Mi sono poi inaspettatamente imbattuto, da vicentino di nascita, su una riflessione sul perché, per il protagonista del libro, ci sarebbe una differenza drastica tra un napoletano e un vicentino. “Io dico: è in gamba, Albertino”. “E’ strampalato”, dice lei. “La settimana scorsa gli ho chiesto cosa vuole fare da grande, e mi ha risposto che vuole mettere su una fabbrichetta di segnali stradali. Ma che cazzo di desiderio è, per uno di nove anni?” Ridacchio. E aggiungo: “E’ nato a Napoli per sbaglio. Ci ha l’animo di Vicenza, tuo figlio. Conosce il significato a noi oscuro della parola laboriosità.” “Può essere, ma perché i segnali stradali?”. “Vuole mettere ordine”, dico io. “Ma quelli che vogliono mettere ordine, a nove anni, vogliono fare i poliziotti” - ribatte giustamente lei. “Tra industriale e poliziotto c’è una disparità di reddito che non puoi sottovalutare. Te l’ho detto che c’ha l’animo vicentino, quello lì.”
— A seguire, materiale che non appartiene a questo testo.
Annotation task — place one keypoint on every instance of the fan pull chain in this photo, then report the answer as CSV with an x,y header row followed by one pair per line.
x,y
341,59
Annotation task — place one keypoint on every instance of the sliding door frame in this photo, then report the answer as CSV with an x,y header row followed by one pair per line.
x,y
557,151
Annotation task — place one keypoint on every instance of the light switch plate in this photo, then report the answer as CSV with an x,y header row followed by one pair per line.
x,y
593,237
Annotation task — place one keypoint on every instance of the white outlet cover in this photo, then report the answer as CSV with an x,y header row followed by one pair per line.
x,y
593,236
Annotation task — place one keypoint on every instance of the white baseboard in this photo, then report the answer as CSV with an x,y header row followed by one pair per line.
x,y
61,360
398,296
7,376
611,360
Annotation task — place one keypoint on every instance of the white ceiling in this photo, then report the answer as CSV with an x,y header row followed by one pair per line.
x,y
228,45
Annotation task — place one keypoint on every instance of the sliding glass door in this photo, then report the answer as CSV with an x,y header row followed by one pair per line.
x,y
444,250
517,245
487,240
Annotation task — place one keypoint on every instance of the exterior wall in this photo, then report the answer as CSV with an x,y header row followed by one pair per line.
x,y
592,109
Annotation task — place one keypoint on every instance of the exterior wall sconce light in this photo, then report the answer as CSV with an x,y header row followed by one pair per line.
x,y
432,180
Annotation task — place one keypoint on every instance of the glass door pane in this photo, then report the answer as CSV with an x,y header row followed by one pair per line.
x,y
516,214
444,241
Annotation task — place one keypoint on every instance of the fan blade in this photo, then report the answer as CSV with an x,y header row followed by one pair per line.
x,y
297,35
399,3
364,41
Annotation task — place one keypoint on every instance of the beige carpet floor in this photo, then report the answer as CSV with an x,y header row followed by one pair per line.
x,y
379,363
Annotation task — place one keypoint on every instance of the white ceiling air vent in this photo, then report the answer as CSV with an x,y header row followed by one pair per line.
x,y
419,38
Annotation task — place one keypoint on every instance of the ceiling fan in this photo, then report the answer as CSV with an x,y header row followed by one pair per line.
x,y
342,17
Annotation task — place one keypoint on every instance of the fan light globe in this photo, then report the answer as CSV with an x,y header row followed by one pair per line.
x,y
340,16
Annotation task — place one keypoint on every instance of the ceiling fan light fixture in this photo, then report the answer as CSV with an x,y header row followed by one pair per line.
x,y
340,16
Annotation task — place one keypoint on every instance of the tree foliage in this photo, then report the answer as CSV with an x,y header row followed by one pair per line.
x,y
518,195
Poi c’è una riflessione non così benevola – sempre formulata dal protagonista Tony Pagoda – sulla figura del docente universitario. “Ho sempre diffidato della preparazione universitaria da quando ho capito che il docente universitario era antipatico, frustrato, vigliacco. Il docente universitario è sempre vigliacco. I libri la sua trincea. La pubblicazione il suo moschetto. Ma dietro non c’è niente. Il suo essere snob è direttamente proporzionale all’incomprensione dell’esistenza. Sono tanto snob. Il problema sta lì, sotto i loro occhi, ma obnubilati dalla pagina scritta, tanto gli sfugge. La vita si srotola anarchica ovunque tranne che, ironia della sorte, sul loro foglio. Vogliono comprendere. E si dimenticano di vivere. A colpi di deduzioni, dimenticano le divagazioni che sono poi il segreto della bella giornata. Puntano alla complessità dell’elenco e omettono la sfumatura che, per grazia del signore, è tutta la vita che sfugge alla catalogazione come un latitante ben protetto.”
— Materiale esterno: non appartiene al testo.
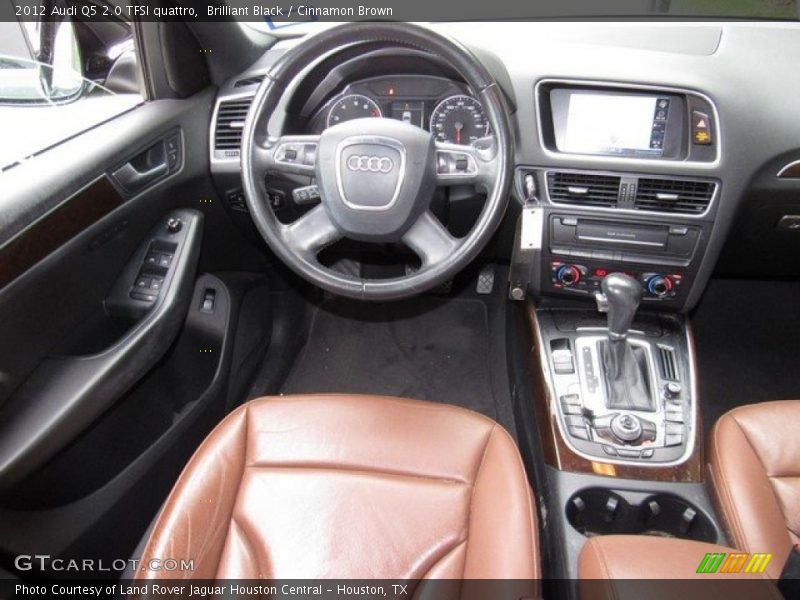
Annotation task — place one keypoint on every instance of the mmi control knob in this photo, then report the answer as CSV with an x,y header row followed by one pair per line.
x,y
659,285
568,275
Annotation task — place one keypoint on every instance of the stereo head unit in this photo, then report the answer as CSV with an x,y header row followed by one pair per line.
x,y
625,240
627,121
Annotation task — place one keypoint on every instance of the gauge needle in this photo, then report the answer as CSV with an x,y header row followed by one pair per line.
x,y
458,126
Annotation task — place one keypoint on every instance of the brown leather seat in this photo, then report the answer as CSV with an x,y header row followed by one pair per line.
x,y
340,486
618,567
754,462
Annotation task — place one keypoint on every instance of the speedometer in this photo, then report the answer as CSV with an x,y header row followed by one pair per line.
x,y
352,106
459,120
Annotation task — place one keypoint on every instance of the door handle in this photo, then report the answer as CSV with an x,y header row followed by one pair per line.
x,y
144,169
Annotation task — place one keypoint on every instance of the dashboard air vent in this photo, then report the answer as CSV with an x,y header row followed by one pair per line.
x,y
230,122
674,195
249,81
584,189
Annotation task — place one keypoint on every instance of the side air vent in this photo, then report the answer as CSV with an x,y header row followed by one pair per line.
x,y
674,195
584,189
666,361
256,79
230,122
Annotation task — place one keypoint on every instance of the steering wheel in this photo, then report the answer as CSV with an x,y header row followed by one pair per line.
x,y
376,176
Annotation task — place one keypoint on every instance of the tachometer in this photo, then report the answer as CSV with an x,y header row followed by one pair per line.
x,y
352,106
459,120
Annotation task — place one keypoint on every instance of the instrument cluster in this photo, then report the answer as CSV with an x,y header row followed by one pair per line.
x,y
442,106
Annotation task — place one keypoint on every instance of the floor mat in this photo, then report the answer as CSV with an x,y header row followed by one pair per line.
x,y
426,348
747,335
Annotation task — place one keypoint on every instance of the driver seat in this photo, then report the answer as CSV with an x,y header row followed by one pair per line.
x,y
350,487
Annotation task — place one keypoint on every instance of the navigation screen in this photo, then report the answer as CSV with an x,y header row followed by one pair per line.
x,y
615,124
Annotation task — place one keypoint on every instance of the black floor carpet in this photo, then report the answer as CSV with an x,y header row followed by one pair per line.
x,y
748,344
427,348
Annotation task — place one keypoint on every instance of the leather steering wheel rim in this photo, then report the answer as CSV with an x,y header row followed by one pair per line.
x,y
296,245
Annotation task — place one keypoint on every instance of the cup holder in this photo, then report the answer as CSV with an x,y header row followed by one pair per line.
x,y
599,511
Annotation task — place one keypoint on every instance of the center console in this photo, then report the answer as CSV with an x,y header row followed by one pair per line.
x,y
611,239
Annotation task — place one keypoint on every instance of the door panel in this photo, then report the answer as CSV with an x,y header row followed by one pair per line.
x,y
71,237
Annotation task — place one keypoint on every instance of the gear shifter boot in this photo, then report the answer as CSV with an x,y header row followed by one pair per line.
x,y
626,375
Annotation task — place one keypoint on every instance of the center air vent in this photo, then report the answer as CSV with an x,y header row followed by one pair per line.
x,y
674,195
584,189
230,122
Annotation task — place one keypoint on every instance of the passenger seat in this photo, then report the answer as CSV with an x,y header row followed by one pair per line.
x,y
754,463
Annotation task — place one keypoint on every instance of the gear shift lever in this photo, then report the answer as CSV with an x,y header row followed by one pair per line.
x,y
625,366
622,295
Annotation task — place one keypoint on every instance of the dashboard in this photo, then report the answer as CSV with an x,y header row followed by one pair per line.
x,y
437,104
635,145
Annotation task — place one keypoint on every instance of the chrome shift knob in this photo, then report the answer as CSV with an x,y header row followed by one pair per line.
x,y
621,295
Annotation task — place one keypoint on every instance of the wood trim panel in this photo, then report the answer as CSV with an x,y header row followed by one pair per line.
x,y
56,228
559,456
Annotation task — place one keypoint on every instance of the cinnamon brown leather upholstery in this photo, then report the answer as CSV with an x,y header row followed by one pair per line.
x,y
341,486
754,463
624,566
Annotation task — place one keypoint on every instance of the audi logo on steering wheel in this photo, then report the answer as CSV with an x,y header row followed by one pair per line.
x,y
370,164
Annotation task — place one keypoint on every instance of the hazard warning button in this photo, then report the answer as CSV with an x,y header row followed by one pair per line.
x,y
701,128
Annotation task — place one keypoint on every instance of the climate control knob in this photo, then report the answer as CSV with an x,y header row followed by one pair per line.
x,y
659,285
568,275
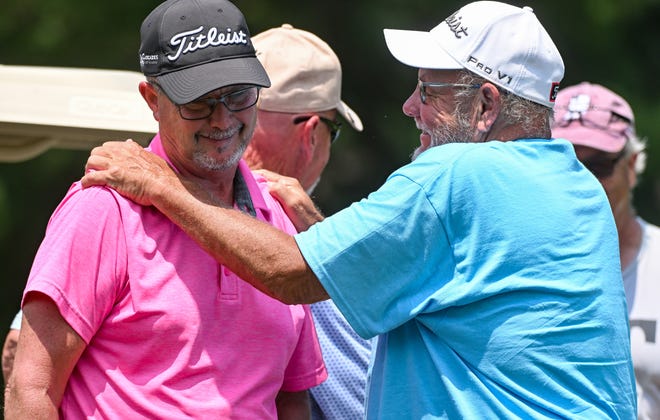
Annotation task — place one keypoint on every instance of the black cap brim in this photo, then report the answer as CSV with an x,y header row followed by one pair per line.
x,y
186,85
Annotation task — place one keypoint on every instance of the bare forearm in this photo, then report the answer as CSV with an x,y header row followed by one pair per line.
x,y
8,354
264,256
28,405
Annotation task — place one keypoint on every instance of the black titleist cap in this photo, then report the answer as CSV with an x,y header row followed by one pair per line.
x,y
194,47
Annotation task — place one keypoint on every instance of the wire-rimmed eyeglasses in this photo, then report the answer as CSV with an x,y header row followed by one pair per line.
x,y
235,101
333,125
423,95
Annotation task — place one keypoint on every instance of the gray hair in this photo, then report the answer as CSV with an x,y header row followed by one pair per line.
x,y
516,110
636,145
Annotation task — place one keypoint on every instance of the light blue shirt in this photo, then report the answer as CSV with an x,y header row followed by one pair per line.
x,y
491,272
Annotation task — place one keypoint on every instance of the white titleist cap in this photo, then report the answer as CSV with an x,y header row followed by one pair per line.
x,y
504,44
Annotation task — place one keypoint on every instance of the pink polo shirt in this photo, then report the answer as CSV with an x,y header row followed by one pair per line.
x,y
170,333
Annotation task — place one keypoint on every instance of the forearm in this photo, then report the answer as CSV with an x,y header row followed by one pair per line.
x,y
8,354
266,257
48,349
28,404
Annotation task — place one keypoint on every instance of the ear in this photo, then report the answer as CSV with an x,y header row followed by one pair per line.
x,y
150,96
488,107
309,140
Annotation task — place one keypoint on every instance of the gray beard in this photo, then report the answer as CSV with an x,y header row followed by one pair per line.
x,y
460,132
205,162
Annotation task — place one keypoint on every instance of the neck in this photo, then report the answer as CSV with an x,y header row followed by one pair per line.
x,y
630,237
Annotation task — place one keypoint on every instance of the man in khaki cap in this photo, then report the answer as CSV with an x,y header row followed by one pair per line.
x,y
297,119
297,122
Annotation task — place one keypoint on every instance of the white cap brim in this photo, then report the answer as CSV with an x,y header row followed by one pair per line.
x,y
419,49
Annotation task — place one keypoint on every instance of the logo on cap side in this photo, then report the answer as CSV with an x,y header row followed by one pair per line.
x,y
189,41
554,90
454,23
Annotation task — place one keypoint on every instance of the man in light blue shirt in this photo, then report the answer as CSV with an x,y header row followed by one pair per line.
x,y
488,267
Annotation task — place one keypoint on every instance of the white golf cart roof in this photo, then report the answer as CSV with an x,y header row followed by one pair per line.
x,y
69,108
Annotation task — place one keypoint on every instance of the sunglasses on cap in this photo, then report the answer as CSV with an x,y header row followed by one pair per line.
x,y
594,117
334,126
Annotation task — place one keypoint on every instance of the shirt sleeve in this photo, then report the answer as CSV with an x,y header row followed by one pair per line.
x,y
81,261
306,368
374,258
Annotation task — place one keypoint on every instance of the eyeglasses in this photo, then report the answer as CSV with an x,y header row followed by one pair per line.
x,y
593,117
334,126
235,101
603,167
423,95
Poi, arrivati a superare le duecento pagine, quando vi sentite un po’ sazi dalla frequentazione di questo emporio rutilante di intensa e varia napoletanità, e vi chiedete se valga poi la pena di continuare a leggere ancora, ecco che il romanzo ha una inaspettata svolta, il protagonista pianta in asso moglie e figlia, Napoli e orchestra, e va a rifugiarsi prima nell’atlantica Natal, poi nell’amazzonica Manaus, dentro il cuore più primitivo del Brasile. Fa quello che un numero crescente di occidentali in età adulta sogna: ritirarsi per il resto della vita nel Paese che è cuore per eccellenza del piacere e della bellezza. Il nostro eroe scopre però ben presto che bellezza e piacere, che in Brasile sicuramente non mancano, sono accompagnati e frammisti a piattole, pidocchi e scarafaggi, la lotta costante contro i quali assume in certi passaggi descrittivi un pathos epico a dir poco omerico. Finirà, dopo diciotto anni, anche quel soggiorno tra bellezza e miseria, miasmi e fango, piattole e scarafaggi. E lì, per Tony Pagoda, protagonista del primo notevolissimo romanzo del regista de Il divo, inizia con un colpo di scena la terza fase della vita. Che vi lascerò scoprire leggendovela da soli.